Sunday June 27, 2021

The day is a difficult yoga session writ large. I hold poses through tasks required of me: grocery shopping, lawn mowing, parenting. When time allows, I sit eyes closed and meditate. There is an alchemy in this working-through, this processing of desire. The day is the site where one practices care for an absent other. Come afternoon and suddenly it’s a pool day, world redeemed by popsicles and coconut bars. I rise up onto the surface of the pool and float there, big happy smile on my face as I imagine the act shared with another. My friend at The Alchemist’s Studio reminds me of a saying attributed to Vincent Van Gogh: “Yellow is capable of charming God.” The charm of that rhymes later in the day with “Charm (Over ‘Burundi Cloud’),” the 21:24 B-side to Jon Hassell and Brian Eno’s Fourth World Vol. 1: Possible Musics.

Hassell passed away yesterday at the age of 84. After listening and giving thanks, I receive J.R.R. Tolkien’s St. Andrews lecture, “On Fairy-Stories.” For this is what we wish to write, is it not? A story about Faerie, “the realm or state in which fairies have their being.” As Tolkien emphasizes early on, “Faerie contains many things besides elves and fays, and besides dwarfs, witches, trolls, giants, or dragons: it holds the seas, the sun, the moon, the sky; and the earth, and all things that are in it: tree and bird, water and stone, wine and bread, and ourselves, mortal men, when we are enchanted.” Tolkien also calls Faerie “the Perilous Realm” — the source of peril, I presume, having something to do with the realm’s magic. Faerie’s virtue lies in its capacity to satisfy various desires: “to survey the depths of space and time,” for instance, and “to hold communion with other living things.”

Saturday March 27, 2021

Some of my students are writing brilliant papers. Let us celebrate. Ice cream truck: jingle jingle, dream big. The world is always-already enchanted, slips the confines of the automatized western. One is not at the end of history but rather its beginning, says Going In, a Brooklyn-based sub-label dedicated to long-form musical compositions geared towards meditation, psychedelic ceremonies, yoga, [and] massage.” The part of me that wants to write wants to listen. Entering the moment means watching The Croods, or staring at stars, or seeking copies of Verdant Gnosis.

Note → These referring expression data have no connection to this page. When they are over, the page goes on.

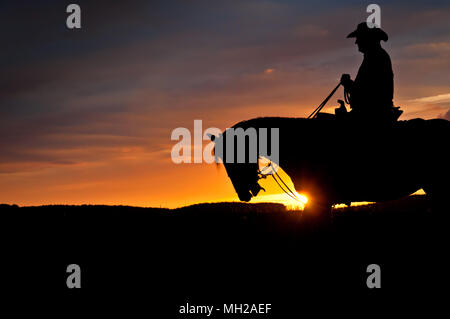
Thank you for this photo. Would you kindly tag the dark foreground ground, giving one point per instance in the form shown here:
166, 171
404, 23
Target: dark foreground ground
156, 260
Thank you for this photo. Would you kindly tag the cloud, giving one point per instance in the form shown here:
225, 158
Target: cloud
440, 98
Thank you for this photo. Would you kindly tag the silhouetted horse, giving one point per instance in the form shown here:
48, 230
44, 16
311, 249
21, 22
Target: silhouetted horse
336, 161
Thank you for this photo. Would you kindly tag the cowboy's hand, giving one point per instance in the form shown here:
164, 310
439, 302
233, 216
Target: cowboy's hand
345, 79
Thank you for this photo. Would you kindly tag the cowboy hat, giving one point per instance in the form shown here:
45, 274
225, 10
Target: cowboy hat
374, 32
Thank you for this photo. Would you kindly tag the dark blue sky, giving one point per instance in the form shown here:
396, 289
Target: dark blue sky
79, 108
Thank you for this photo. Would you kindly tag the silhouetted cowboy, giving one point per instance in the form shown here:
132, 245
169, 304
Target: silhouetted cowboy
370, 95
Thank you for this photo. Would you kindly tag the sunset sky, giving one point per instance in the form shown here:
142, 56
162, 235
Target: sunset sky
86, 115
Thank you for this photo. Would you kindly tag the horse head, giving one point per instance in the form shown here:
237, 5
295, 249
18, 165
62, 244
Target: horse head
243, 176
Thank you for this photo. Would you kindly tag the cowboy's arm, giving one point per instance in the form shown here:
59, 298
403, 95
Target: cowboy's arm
346, 82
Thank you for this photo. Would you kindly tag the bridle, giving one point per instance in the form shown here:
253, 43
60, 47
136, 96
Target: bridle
277, 178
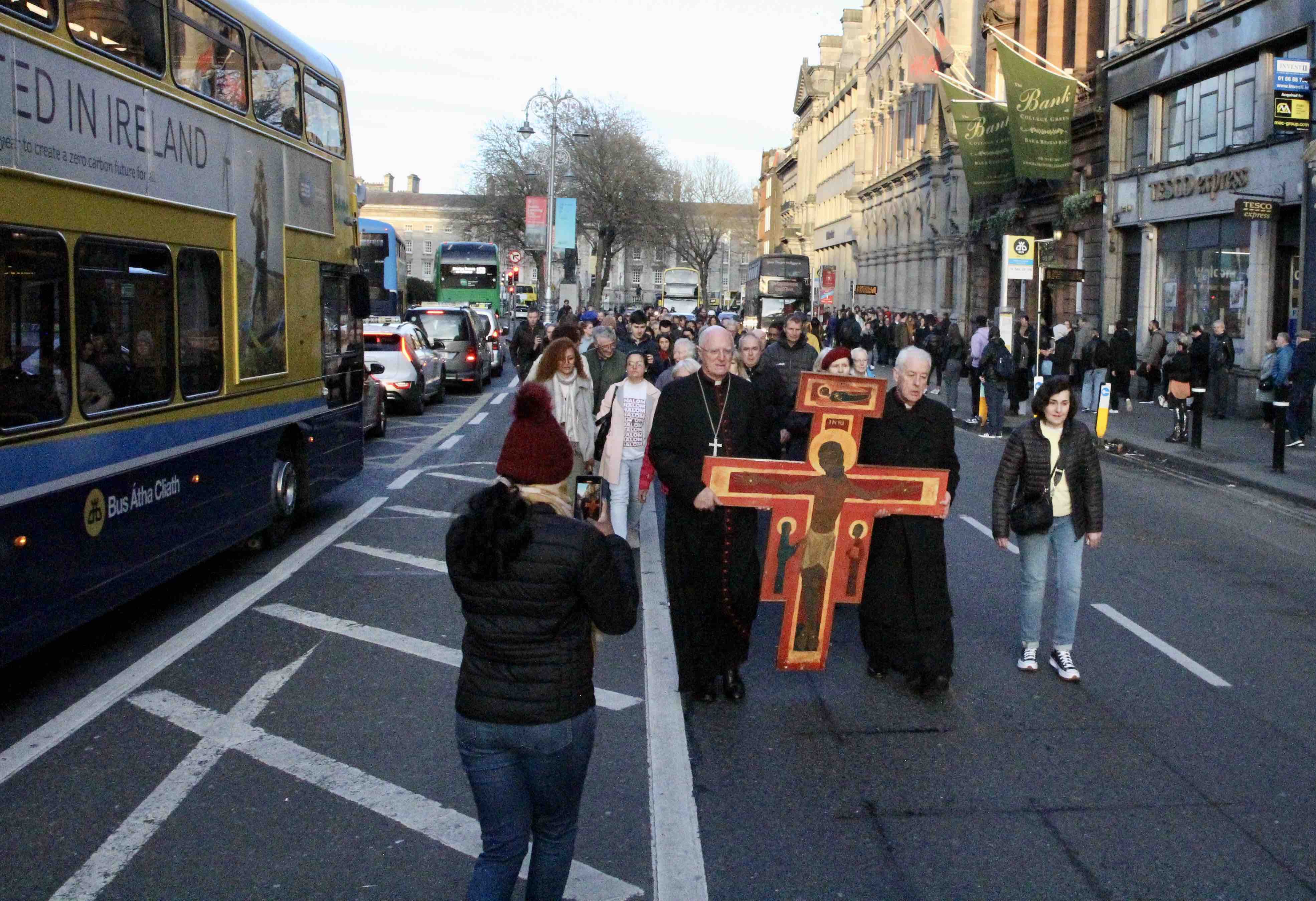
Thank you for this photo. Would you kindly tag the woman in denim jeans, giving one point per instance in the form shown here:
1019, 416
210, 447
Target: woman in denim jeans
533, 583
1052, 454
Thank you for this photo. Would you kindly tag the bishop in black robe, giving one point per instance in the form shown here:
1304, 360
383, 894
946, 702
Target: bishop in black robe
904, 615
714, 567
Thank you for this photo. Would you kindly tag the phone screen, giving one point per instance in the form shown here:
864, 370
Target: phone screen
589, 499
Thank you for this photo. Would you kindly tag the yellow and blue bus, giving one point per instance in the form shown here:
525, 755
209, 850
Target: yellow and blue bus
181, 353
383, 258
466, 274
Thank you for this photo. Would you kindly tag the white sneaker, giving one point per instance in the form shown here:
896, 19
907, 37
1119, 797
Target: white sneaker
1028, 659
1064, 666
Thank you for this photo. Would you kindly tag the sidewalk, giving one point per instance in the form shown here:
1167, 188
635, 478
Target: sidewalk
1236, 452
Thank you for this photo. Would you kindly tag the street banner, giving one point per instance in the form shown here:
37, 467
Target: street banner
982, 129
564, 224
1041, 116
536, 223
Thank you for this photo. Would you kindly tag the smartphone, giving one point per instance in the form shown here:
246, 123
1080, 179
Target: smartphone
589, 502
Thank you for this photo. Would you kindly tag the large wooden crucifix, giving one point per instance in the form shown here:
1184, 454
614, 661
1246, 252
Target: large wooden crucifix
823, 511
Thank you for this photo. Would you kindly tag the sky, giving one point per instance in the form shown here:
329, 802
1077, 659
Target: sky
710, 77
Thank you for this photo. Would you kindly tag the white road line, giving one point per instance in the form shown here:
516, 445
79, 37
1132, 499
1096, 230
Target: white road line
404, 479
407, 808
678, 854
151, 815
420, 511
420, 648
396, 557
1011, 546
1173, 653
460, 478
46, 737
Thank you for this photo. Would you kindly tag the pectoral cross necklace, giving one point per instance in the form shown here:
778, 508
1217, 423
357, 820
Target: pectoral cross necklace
715, 445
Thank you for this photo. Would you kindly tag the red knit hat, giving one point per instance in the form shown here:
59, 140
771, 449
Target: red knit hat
536, 450
833, 356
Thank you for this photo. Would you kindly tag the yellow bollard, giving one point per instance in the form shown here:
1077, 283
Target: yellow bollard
1103, 411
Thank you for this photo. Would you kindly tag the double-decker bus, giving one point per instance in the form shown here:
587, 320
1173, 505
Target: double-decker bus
773, 282
383, 258
466, 274
181, 353
681, 291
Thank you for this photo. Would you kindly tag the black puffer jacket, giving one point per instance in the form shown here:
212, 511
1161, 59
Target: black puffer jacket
1026, 466
527, 657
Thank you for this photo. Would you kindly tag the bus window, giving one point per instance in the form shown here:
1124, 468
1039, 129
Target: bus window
206, 54
200, 331
43, 12
124, 312
35, 317
276, 89
126, 29
324, 116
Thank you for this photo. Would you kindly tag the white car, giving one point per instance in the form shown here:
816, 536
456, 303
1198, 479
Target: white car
413, 371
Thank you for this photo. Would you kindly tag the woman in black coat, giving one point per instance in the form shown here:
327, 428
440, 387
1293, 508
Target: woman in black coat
533, 583
1052, 457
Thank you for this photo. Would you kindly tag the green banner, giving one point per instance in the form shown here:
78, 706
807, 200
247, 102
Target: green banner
982, 129
1041, 116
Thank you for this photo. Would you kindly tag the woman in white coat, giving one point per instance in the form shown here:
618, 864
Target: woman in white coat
561, 370
632, 403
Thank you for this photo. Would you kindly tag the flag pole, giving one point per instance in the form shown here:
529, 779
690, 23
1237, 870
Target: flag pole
1045, 62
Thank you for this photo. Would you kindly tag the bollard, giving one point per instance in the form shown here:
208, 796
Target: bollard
1199, 406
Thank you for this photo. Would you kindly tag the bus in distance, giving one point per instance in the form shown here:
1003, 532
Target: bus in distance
773, 282
681, 290
466, 274
383, 257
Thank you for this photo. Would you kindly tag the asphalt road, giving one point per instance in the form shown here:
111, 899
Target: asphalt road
305, 749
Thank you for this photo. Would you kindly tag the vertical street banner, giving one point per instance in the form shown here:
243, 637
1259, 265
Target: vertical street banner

Saturday November 28, 2020

I used to think that others I met were wise witches and wizards welcoming me and guiding me, everyone and everything a potential teacher. I was a gnostic initiate on the threshold of a newly re-enchanted cosmos. At some point prior, an event had occurred that changed me, my sense of time and space altered. Pot restored some prior magical conception of reality that I’d been made to hide or repress — even as it also opened me to new modes of experience. I had become fearful in certain ways during my schooling. I’d developed emotional and psychological armor, shutting myself off from awe, desire, love, pain, hope — so as to just endure amid fear of bullying. It happened early in my childhood. A neighbor down the street used to push me. I was bullied and betrayed. This kid was my “best friend” at the time. Yet he pushed me around. He hurt me. That pattern of bullying and abuse continued, repeating itself in middle school and high school and beyond. These events turned me inward. I became like a turtle withdrawn into its shell. Pot got me out of that pattern. It helped me peek my head out of the Cave, like the dude who escapes in Plato’s allegory. I started to think of myself in terms of that character: the freed prisoner, the one whose head pierces the veil. At the end of the high (which can also be an ascent, a flight north), the hero returns again to the cave to free the others. The myth is restaged countless times; it can be transhistorical, like Christ’s harrowing of Hell, or historically specific, like Harriet Tubman’s many journeys to the South. The myth can be told as part of one’s past or one’s future. Millions of people relate to this tale in one or another of its many retellings. What about today? Is this still the narrative with which I fashion myself? I’ve become more discerning than that, have I not? In my encounters with witches and wizards, I study statements and practices. I listen for clues. If it seems like a person or group is trying to trick me or manipulate me, I bounce.